Una mujer inglesa, de 44 años, realizó un depósito de 17 mil libras esterlinas a un sitio web utilizado para reclutar asesinos, en un esfuerzo por quitarle la vida a su ex compañero de trabajo, quien había decidido terminar la relación amorosa de ambos.
El Tribunal de la Corona de Norwich la condenó a 7 años y medio de cárcel; según se difundió, la fémina ingresó en un sitio online y aseguró en esa plataforma que “necesitaba a alguien muerto en Norfolk”.
El objetivo era asesinar a Paul “N”, de 50 años, quien decidió alejarse de Helen “N”; según su anuncio, la ciudadana planeó un supuesto accidente que acabaría con la vida del varón.
Ambos se conocieron cuando trabajaban en la fábrica de alimentos congelados de Linda McCartney en Fakenham.
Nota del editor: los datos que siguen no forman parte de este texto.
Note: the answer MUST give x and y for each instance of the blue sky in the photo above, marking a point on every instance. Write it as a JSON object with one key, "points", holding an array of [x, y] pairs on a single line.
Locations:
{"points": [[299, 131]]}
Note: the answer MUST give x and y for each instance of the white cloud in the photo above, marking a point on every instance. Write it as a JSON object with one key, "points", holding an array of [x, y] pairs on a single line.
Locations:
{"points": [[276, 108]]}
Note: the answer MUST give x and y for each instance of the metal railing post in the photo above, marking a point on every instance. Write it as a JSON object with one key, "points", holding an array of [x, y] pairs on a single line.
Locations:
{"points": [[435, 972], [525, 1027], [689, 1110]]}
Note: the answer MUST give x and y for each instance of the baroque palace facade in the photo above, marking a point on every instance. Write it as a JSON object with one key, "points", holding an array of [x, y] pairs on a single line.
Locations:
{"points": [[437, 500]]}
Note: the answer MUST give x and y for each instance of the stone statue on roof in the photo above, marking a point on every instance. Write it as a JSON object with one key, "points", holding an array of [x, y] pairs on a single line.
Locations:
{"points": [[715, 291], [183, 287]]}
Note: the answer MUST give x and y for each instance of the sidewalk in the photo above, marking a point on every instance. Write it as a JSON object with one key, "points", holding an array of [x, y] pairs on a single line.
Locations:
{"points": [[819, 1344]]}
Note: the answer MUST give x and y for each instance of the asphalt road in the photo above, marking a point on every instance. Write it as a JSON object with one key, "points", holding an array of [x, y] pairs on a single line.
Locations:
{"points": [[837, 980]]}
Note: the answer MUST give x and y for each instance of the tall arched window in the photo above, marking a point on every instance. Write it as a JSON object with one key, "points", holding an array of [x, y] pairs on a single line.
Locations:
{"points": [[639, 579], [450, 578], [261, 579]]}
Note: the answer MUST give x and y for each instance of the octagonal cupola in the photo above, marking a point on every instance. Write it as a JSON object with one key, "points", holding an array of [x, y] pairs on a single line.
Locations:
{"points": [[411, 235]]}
Ella obtuvo una serie de préstamos para pagar el asesinato, pero hasta el momento los investigadores no pudieron decir si el efectivo fue a parar a un sicario potencial o si el sitio web de asesinos en línea era una estafa.
Así mismo, se le entregó una orden de restricción que en un futuro cercano le impide acercarse a la víctima o su familia.